Пан Михл отодвинул тарелку и пошел поискать том энциклопедии на Б. «Б… ботулизм, или аллантиазис… проявляется через двадцать четыре или даже через тридцать шесть часов (проклятие!)… следующими признаками: паралич глазных мышц, потеря зрения, сухость в горле, покраснение слизистой, отсутствие выделения слюны (пан Михл непроизвольно проглотил слюну), хриплый голос, отсутствие мочеиспускания и запор, в тяжелых случаях — судороги, паралич и смертельный исход (благодарю покорно!)». У пана Михла как-то отпала охота есть, он спрятал паштет в буфет и стал медленно жевать булку с огурцом. «Бедный Эман, — думал он, — глупое животное, возьмет сожрет испорченный паштет и пропадет как собака».

Со стесненным сердцем он поднял кота и посадил себе на колени. Эман усердно замурлыкал, блаженно жмуря глаза, а пан Михл сидел, не двигаясь и гладил его, озабоченно и с сожалением поглядывая на непрочитанную газету.

Этой ночью пан Михл взял Эмана к себе в постель. «Может, завтра его уже не станет, пусть хоть понежится». Всю ночь пан Михл не спал, часто подымался, чтобы потрогать кота рукой. Нет, с ним как будто ничего. И нос холодный. После каждого поглаживания кот начинал мурлыкать чуть ли не в голос.

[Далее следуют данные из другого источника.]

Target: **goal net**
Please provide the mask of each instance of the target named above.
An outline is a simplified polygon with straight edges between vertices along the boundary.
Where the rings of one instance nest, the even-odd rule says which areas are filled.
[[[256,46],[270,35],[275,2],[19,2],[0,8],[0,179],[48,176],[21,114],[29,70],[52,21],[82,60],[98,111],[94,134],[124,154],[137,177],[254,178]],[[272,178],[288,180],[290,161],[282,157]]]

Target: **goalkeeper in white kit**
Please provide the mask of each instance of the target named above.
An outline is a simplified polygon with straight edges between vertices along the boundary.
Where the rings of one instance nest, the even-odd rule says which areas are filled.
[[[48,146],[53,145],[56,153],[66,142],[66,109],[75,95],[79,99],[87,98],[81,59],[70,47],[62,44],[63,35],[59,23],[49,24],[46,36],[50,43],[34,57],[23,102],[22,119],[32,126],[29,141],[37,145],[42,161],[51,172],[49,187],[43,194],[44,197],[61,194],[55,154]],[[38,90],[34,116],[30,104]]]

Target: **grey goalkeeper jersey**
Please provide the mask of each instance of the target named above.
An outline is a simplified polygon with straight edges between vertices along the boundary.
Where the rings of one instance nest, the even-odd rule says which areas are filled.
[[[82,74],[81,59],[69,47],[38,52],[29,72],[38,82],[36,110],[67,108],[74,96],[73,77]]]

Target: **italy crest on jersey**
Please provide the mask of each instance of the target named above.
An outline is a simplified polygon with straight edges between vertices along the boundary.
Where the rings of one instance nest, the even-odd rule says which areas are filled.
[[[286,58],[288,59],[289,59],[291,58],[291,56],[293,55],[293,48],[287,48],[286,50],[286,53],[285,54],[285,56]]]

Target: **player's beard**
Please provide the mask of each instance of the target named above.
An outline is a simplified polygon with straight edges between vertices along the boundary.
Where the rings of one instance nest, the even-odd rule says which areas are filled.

— Вот видишь, — сказал пан Михл наутро, — паштет-то был хороший, правда? Но вечером я сам его съем, чтоб хоть знать, что это такое. Не думай, пожалуйста, что я буду всю жизнь кормить тебя паштетами.

Эман разинул рот, чтобы издать нежное и хриплое «мяу».

— Погоди-ка, — воскликнул пан Михл строго, — ты не хрипишь? Покажи глаза.

Кот уставился на хозяина неподвижным взглядом золотых глаз.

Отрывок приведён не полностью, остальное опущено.